I regret not having covered the Oaxaca struggle yet in this blog.

What is being called the "vanguard of the Mexican and Latin American struggles" by the revolutionaries in Oaxaca, this insurrection and occupation of the city, in my view, stands out as a huge milestone on the timeline of leftist revolutions. No, wait, I mean: people's revolutions.
The fight for Oaxaca wouldn't be so prominent if it was fought only by insurgents or easily dubbed "guerillas" (despite what the main stream media would like you to think). In reality, the Oaxaca rebels are not just "insurgents." James Daria of Narco News said, in regards to the people's involvement:

"Throughout the course of the battle the residents of the community came out in support of the protesters. While the front lines ferociously battling police were made up mostly of Oaxacan youth, there were large numbers of older adults and many women among the ranks of the rebels. Whole families came out in solidarity with the movement. Many residents watched from their roofs and others brought out their mirrors to try and blind the pilots of the helicopters."

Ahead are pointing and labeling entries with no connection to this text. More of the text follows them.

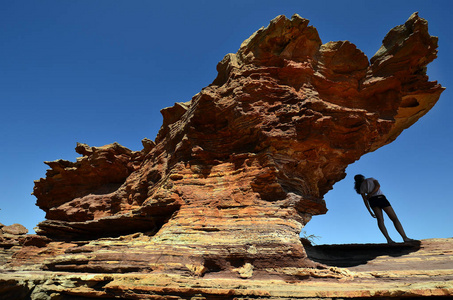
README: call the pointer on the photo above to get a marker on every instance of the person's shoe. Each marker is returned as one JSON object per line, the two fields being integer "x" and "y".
{"x": 408, "y": 240}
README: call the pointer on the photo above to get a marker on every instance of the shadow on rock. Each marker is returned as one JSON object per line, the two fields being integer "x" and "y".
{"x": 351, "y": 255}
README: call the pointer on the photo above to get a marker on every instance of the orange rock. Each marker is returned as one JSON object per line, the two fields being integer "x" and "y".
{"x": 235, "y": 173}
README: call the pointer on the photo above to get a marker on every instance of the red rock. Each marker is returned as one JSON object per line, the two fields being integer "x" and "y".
{"x": 15, "y": 229}
{"x": 235, "y": 173}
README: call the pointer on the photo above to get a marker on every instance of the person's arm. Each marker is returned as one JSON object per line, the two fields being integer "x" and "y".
{"x": 376, "y": 188}
{"x": 365, "y": 201}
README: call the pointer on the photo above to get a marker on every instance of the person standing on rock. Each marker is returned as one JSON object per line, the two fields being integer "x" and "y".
{"x": 373, "y": 197}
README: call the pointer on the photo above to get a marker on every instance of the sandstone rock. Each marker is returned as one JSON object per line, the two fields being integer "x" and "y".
{"x": 15, "y": 229}
{"x": 397, "y": 271}
{"x": 221, "y": 196}
{"x": 235, "y": 173}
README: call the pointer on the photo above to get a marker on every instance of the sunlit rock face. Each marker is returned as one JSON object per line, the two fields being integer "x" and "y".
{"x": 235, "y": 173}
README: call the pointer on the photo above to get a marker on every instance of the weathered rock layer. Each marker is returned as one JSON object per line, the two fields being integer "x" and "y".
{"x": 235, "y": 173}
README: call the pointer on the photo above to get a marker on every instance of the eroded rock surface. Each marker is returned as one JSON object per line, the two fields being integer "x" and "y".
{"x": 235, "y": 173}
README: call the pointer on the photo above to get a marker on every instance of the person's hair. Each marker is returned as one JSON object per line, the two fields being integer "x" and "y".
{"x": 359, "y": 178}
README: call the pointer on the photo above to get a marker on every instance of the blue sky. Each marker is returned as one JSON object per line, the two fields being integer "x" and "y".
{"x": 99, "y": 71}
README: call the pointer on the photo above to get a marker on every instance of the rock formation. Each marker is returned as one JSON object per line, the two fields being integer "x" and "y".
{"x": 235, "y": 173}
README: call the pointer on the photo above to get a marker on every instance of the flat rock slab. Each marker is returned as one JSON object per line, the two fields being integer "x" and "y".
{"x": 422, "y": 269}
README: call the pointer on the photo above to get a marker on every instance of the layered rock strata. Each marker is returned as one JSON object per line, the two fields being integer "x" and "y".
{"x": 235, "y": 173}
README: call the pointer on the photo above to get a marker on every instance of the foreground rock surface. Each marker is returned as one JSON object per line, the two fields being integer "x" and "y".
{"x": 216, "y": 203}
{"x": 235, "y": 173}
{"x": 379, "y": 271}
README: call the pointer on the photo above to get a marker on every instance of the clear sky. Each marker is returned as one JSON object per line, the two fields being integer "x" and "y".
{"x": 99, "y": 71}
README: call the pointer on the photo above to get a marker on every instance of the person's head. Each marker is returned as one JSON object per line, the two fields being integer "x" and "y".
{"x": 359, "y": 178}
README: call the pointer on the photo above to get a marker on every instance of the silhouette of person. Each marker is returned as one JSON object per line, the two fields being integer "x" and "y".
{"x": 376, "y": 202}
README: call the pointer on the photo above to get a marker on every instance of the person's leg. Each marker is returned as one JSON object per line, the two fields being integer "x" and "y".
{"x": 380, "y": 218}
{"x": 392, "y": 215}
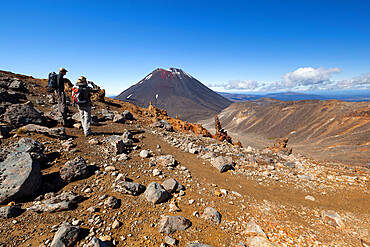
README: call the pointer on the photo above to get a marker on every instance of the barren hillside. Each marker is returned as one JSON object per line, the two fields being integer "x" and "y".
{"x": 335, "y": 130}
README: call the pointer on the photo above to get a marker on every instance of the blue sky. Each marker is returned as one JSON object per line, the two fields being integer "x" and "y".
{"x": 228, "y": 45}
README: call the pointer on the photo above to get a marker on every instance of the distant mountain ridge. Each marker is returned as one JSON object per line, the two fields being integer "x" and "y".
{"x": 178, "y": 93}
{"x": 331, "y": 129}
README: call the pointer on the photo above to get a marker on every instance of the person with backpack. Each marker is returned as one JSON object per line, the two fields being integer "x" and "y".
{"x": 81, "y": 94}
{"x": 56, "y": 84}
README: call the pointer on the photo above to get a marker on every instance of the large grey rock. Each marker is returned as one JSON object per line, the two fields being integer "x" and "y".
{"x": 164, "y": 160}
{"x": 6, "y": 97}
{"x": 20, "y": 176}
{"x": 94, "y": 119}
{"x": 29, "y": 145}
{"x": 155, "y": 193}
{"x": 4, "y": 130}
{"x": 18, "y": 115}
{"x": 127, "y": 115}
{"x": 211, "y": 214}
{"x": 18, "y": 85}
{"x": 112, "y": 202}
{"x": 119, "y": 118}
{"x": 66, "y": 236}
{"x": 74, "y": 170}
{"x": 129, "y": 188}
{"x": 171, "y": 224}
{"x": 127, "y": 135}
{"x": 332, "y": 218}
{"x": 95, "y": 242}
{"x": 62, "y": 202}
{"x": 162, "y": 124}
{"x": 222, "y": 163}
{"x": 59, "y": 132}
{"x": 107, "y": 114}
{"x": 54, "y": 115}
{"x": 172, "y": 186}
{"x": 257, "y": 237}
{"x": 119, "y": 143}
{"x": 7, "y": 212}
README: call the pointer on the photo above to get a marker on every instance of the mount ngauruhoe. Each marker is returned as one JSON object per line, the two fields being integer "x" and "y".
{"x": 178, "y": 93}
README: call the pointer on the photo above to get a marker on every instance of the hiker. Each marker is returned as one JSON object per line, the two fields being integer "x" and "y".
{"x": 81, "y": 96}
{"x": 61, "y": 96}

Could this be the forefront of a full-scale socialist revolution in Latin America? One wouldn't be alone if they thought so. This comes in tune with the election of notorious leftists Hugo Chavez (Venezuela), Evo Morales (Bolivia), and even the former Sandinista and Marxist Daniel Ortega (Nicaragua). However, the Oaxaca revolt differs in its style. It is not a political revolution. It did not bring about a change of power through electoral workings. Instead, it was the mass movement of the people. In the true style of Mikhail Bakunin, it was a collectivist assault on the ruling class.

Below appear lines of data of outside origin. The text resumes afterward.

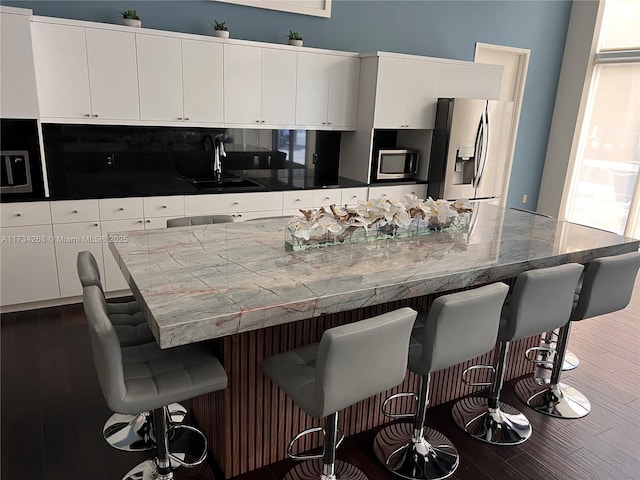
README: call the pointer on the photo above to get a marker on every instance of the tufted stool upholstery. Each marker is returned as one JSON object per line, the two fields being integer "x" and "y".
{"x": 199, "y": 220}
{"x": 352, "y": 362}
{"x": 541, "y": 300}
{"x": 458, "y": 327}
{"x": 145, "y": 377}
{"x": 606, "y": 287}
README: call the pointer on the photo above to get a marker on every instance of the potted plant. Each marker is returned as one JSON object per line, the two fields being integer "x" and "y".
{"x": 295, "y": 39}
{"x": 130, "y": 18}
{"x": 220, "y": 29}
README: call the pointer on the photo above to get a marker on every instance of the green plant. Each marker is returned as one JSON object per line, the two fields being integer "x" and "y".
{"x": 132, "y": 14}
{"x": 220, "y": 26}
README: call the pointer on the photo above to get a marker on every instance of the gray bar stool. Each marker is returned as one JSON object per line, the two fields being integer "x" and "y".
{"x": 458, "y": 327}
{"x": 199, "y": 220}
{"x": 126, "y": 432}
{"x": 607, "y": 287}
{"x": 146, "y": 378}
{"x": 352, "y": 362}
{"x": 541, "y": 301}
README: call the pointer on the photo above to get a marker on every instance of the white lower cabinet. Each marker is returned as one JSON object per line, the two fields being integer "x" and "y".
{"x": 115, "y": 231}
{"x": 71, "y": 238}
{"x": 27, "y": 264}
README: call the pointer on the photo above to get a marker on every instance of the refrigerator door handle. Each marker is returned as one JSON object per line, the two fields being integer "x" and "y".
{"x": 484, "y": 149}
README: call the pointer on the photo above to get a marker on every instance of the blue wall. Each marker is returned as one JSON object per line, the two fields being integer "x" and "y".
{"x": 446, "y": 29}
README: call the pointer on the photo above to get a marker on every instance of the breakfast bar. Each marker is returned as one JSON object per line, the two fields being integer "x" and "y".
{"x": 237, "y": 285}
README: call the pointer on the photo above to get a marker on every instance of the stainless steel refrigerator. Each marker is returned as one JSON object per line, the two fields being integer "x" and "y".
{"x": 469, "y": 148}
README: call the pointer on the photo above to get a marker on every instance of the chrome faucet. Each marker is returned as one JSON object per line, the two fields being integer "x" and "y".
{"x": 218, "y": 152}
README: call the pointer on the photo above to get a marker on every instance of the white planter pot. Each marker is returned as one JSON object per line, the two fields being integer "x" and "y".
{"x": 130, "y": 22}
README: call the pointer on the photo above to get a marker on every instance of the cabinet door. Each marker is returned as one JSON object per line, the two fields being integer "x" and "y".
{"x": 71, "y": 238}
{"x": 28, "y": 259}
{"x": 202, "y": 81}
{"x": 279, "y": 86}
{"x": 391, "y": 93}
{"x": 343, "y": 92}
{"x": 62, "y": 74}
{"x": 422, "y": 97}
{"x": 242, "y": 84}
{"x": 160, "y": 77}
{"x": 18, "y": 97}
{"x": 312, "y": 92}
{"x": 116, "y": 231}
{"x": 113, "y": 74}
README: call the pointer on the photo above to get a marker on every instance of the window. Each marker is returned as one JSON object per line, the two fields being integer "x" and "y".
{"x": 605, "y": 190}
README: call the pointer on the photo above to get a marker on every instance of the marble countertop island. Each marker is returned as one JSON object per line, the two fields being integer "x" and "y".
{"x": 204, "y": 282}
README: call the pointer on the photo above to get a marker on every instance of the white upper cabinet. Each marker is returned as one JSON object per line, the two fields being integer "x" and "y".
{"x": 470, "y": 81}
{"x": 160, "y": 77}
{"x": 202, "y": 81}
{"x": 259, "y": 85}
{"x": 279, "y": 86}
{"x": 343, "y": 92}
{"x": 17, "y": 78}
{"x": 242, "y": 84}
{"x": 113, "y": 75}
{"x": 85, "y": 73}
{"x": 327, "y": 90}
{"x": 406, "y": 93}
{"x": 62, "y": 73}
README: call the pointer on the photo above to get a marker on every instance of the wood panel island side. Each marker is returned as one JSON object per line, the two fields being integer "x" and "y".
{"x": 236, "y": 285}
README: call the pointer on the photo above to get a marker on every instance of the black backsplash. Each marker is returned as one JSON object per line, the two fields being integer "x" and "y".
{"x": 93, "y": 161}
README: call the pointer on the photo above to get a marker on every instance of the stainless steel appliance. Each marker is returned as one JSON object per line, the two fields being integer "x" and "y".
{"x": 396, "y": 164}
{"x": 469, "y": 148}
{"x": 15, "y": 172}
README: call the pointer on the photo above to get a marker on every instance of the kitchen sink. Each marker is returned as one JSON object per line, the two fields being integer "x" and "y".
{"x": 227, "y": 185}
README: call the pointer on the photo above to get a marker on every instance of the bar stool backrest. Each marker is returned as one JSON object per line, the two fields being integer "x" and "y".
{"x": 541, "y": 301}
{"x": 460, "y": 326}
{"x": 107, "y": 354}
{"x": 361, "y": 359}
{"x": 88, "y": 270}
{"x": 199, "y": 220}
{"x": 607, "y": 285}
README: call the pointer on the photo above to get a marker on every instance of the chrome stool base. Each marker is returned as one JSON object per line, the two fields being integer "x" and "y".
{"x": 134, "y": 433}
{"x": 432, "y": 457}
{"x": 504, "y": 425}
{"x": 312, "y": 470}
{"x": 559, "y": 400}
{"x": 148, "y": 470}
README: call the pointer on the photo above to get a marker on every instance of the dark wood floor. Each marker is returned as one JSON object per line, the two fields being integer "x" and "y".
{"x": 53, "y": 411}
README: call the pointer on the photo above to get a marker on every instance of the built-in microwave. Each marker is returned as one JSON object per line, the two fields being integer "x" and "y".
{"x": 397, "y": 164}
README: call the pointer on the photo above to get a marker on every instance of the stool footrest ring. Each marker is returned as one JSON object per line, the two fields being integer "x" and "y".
{"x": 477, "y": 367}
{"x": 304, "y": 433}
{"x": 203, "y": 456}
{"x": 539, "y": 361}
{"x": 387, "y": 413}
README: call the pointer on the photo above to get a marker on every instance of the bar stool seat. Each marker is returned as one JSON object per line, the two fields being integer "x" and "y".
{"x": 346, "y": 367}
{"x": 541, "y": 301}
{"x": 607, "y": 287}
{"x": 147, "y": 378}
{"x": 458, "y": 327}
{"x": 126, "y": 432}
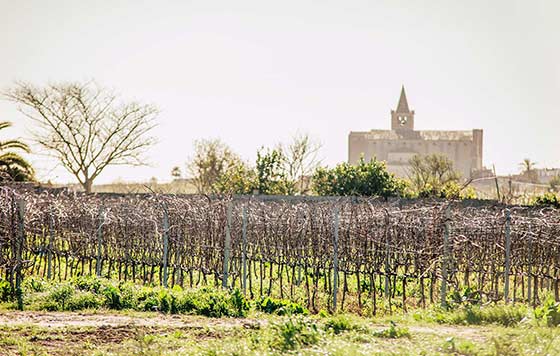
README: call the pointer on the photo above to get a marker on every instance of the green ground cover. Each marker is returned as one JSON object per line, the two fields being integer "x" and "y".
{"x": 91, "y": 316}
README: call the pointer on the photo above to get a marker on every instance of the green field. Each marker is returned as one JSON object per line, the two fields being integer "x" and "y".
{"x": 96, "y": 316}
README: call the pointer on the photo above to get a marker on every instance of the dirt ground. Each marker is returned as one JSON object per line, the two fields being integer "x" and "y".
{"x": 103, "y": 332}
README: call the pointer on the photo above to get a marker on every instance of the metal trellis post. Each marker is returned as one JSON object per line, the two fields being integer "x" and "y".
{"x": 165, "y": 245}
{"x": 227, "y": 245}
{"x": 445, "y": 261}
{"x": 335, "y": 258}
{"x": 244, "y": 256}
{"x": 19, "y": 251}
{"x": 508, "y": 253}
{"x": 99, "y": 242}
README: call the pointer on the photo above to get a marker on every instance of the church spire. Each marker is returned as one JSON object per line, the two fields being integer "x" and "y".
{"x": 402, "y": 107}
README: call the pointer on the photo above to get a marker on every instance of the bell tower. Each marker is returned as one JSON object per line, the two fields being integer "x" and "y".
{"x": 403, "y": 117}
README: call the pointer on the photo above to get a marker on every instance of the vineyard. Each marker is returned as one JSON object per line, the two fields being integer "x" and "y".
{"x": 352, "y": 254}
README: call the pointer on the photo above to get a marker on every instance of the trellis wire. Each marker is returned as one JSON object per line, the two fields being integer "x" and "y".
{"x": 288, "y": 247}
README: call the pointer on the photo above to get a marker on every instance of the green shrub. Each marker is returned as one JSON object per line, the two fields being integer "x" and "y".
{"x": 393, "y": 332}
{"x": 6, "y": 292}
{"x": 84, "y": 300}
{"x": 240, "y": 304}
{"x": 60, "y": 295}
{"x": 549, "y": 199}
{"x": 549, "y": 312}
{"x": 112, "y": 297}
{"x": 339, "y": 324}
{"x": 506, "y": 315}
{"x": 214, "y": 304}
{"x": 280, "y": 307}
{"x": 295, "y": 333}
{"x": 32, "y": 285}
{"x": 147, "y": 299}
{"x": 88, "y": 283}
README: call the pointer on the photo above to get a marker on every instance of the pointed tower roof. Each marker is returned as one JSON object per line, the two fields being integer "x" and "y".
{"x": 403, "y": 103}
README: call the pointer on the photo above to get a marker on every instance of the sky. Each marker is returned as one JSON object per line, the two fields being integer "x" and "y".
{"x": 256, "y": 73}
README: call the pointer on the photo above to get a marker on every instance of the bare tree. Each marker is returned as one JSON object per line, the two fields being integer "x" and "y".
{"x": 86, "y": 127}
{"x": 301, "y": 160}
{"x": 431, "y": 171}
{"x": 212, "y": 159}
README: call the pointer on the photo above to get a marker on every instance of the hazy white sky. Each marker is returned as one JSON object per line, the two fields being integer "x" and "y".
{"x": 254, "y": 73}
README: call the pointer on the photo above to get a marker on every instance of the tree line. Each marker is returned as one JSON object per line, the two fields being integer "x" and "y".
{"x": 87, "y": 128}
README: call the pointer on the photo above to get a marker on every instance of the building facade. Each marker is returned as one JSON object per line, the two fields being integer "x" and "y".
{"x": 398, "y": 145}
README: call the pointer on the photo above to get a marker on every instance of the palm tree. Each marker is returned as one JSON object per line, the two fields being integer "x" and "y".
{"x": 13, "y": 167}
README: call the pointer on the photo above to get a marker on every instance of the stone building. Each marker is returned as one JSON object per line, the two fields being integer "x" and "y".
{"x": 402, "y": 142}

The reaction of the Oaxaca peoples may have started under the guise of an annual teachers strike, a yearly attempt that started in the late '70's with a call for more funding for public school uniforms, lunches and supplies. When it was met with police repression in May of 2006, however, it literally turned into a supernova, sparking the people to fight not just for the rights of the teachers' union, but also for the entire working class. Activists with true dedication took to the streets to battle the PFP and PRI backed paramilitary forces. Why Chicano police would continue to battle their brothers and sisters is beyond me. A police officers pay is no better than any other working person. It always struck me as ludacris that police would try and silence a working class movement, especially one that benefit all involved. Over all though, police who do not side with this struggle should not be constantly spared so as to try and gain muscle. We cannot constantly forego the dirty work to keep our hands clean, if that makes any sense.

This all being said, and my solidarity with the Oaxaca rebels clear, there are problems with their tactics and working that leave me frustrated. For example, one can look at the recent day of brutality that saw full-on gunfire coming from PFP forces.

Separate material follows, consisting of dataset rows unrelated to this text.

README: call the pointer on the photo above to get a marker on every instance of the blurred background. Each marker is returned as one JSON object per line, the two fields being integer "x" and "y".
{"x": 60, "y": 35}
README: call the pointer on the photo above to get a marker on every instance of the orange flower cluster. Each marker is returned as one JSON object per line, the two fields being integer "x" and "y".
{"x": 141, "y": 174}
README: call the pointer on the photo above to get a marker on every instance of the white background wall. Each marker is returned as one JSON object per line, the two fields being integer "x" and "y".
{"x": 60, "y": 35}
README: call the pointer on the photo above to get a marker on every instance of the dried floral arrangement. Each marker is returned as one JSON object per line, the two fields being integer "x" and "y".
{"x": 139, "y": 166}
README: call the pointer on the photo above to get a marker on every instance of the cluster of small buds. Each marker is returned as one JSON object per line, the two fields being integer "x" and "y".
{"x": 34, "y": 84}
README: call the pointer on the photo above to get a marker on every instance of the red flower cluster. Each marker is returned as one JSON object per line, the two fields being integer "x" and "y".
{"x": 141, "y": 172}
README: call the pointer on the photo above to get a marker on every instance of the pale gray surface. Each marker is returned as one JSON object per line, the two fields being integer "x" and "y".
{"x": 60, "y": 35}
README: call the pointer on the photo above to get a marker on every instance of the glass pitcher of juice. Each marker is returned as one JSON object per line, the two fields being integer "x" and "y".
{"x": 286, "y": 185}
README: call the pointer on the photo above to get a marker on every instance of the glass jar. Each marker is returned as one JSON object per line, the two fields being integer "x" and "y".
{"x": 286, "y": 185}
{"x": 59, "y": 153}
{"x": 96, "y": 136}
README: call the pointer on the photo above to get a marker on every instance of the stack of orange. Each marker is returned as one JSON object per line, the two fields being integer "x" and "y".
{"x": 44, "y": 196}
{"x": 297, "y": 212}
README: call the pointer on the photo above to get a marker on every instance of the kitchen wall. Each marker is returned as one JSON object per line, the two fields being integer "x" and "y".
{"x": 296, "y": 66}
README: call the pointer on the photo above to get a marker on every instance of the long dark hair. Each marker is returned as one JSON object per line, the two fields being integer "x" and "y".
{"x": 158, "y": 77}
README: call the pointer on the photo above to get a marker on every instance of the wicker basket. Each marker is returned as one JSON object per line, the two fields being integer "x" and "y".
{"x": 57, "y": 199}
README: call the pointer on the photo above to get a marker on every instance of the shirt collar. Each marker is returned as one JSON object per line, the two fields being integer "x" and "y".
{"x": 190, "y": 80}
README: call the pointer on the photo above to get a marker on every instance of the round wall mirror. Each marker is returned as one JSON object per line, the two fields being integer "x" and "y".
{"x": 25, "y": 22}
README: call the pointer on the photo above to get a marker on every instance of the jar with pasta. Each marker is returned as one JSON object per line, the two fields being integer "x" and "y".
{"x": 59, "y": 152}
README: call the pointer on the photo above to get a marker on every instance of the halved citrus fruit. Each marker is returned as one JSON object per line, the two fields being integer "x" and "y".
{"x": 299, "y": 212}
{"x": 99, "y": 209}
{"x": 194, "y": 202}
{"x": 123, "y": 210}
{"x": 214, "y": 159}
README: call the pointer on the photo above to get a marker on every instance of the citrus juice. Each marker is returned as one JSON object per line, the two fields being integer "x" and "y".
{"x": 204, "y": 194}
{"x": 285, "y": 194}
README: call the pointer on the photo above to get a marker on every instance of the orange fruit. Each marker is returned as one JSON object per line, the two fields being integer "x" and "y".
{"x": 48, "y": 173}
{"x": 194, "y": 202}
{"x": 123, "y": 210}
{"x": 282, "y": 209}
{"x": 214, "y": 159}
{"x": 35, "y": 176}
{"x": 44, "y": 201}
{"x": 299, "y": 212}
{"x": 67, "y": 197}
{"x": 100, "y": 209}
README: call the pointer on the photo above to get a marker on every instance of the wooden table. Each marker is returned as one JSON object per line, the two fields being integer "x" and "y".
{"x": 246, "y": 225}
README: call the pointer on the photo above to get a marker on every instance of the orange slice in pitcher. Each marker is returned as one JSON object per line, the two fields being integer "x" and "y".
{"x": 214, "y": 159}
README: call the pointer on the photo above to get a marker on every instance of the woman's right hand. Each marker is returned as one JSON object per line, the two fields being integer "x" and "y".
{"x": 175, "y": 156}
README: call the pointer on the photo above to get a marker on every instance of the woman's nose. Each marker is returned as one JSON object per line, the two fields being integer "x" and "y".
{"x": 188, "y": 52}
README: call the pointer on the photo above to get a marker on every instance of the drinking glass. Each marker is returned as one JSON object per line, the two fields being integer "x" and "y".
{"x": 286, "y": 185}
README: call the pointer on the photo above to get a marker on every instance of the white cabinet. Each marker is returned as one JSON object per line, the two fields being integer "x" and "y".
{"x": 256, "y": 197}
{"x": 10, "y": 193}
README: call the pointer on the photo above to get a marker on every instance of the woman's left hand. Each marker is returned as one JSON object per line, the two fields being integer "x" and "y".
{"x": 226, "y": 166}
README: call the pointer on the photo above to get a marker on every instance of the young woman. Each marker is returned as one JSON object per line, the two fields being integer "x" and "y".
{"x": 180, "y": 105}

On November 25, two days ago from this posting, a peaceful demonstration in one of Oaxaca's main parks brought the deaths of three people by gunfire and the wounding of many others. In an attempt to form a human sheild around the PFP and PRI forces (peacefully), the APPO and other revolutionaries were met with tear gas and bruising force from the police and other governmental tools. When the need for self-defense was made evident, the revolutionaries responded with stones, slingshots and small-scale expolosives, a mere set of toys next to the PFP's goliath weapons. Overreacting, but reacting expectantly, the PFP returned fire with live ammunition, wounding dozens and causing even deaths. This is where my problem gives rise.

Why haven't the Oaxaca rebels fought fire with fire?

Peace is a wonderful thing and many would give anything in their possession to attain it, namely our brothers and sisters in Oaxaca. One must be ready to fight for peace though, as backwards as it may sound. Stones can do so much in biblical times, but when facing the fascism of a coporate plutocracy, the resistance of workers with guns says a lot more. The weapons population may be thin, but in true Zapatista spirit, armed revolt speaks much louder.
Every effort to peace must be tried before using such violent methods, some say. In reality though, haven't the Oaxaca rebels tried peace? They have given peace a chance but only to have that turn into the spilled blood of almost 15 innocent people. John F. Kennedy said it best when he said "Those who make peaceful revolution impossible, make violent revolution inevitable." The PFP are making a peaceful change of government impossible. The only way the APPO can/should respond now is with an explosion of armed revolutionary fervor. Only they can bring about the change, no outside governments or elections will do justice. They really do have a "world to win."


At 7:54 AM, Blogger TourPro said...

Uh, I think the PFP is responding to attacks from the "protesters". There are no reports of "gunfire" from the weekend and no deaths. You limo liberals sure like to twist the facts.

Oaxaca - Watch

At 10:17 AM, Blogger Kai! said...

Sorry, I guess some news sources on along with other sites (if you want links, ask) said so.

But I'm sure you're right, I mean, you are reliable, Mr. Tourpro.

At 10:47 AM, Blogger •VJESCI• said...

.oaxacan.I wonder is mister torpor knows how to pronounce that word.having been among them I know I do.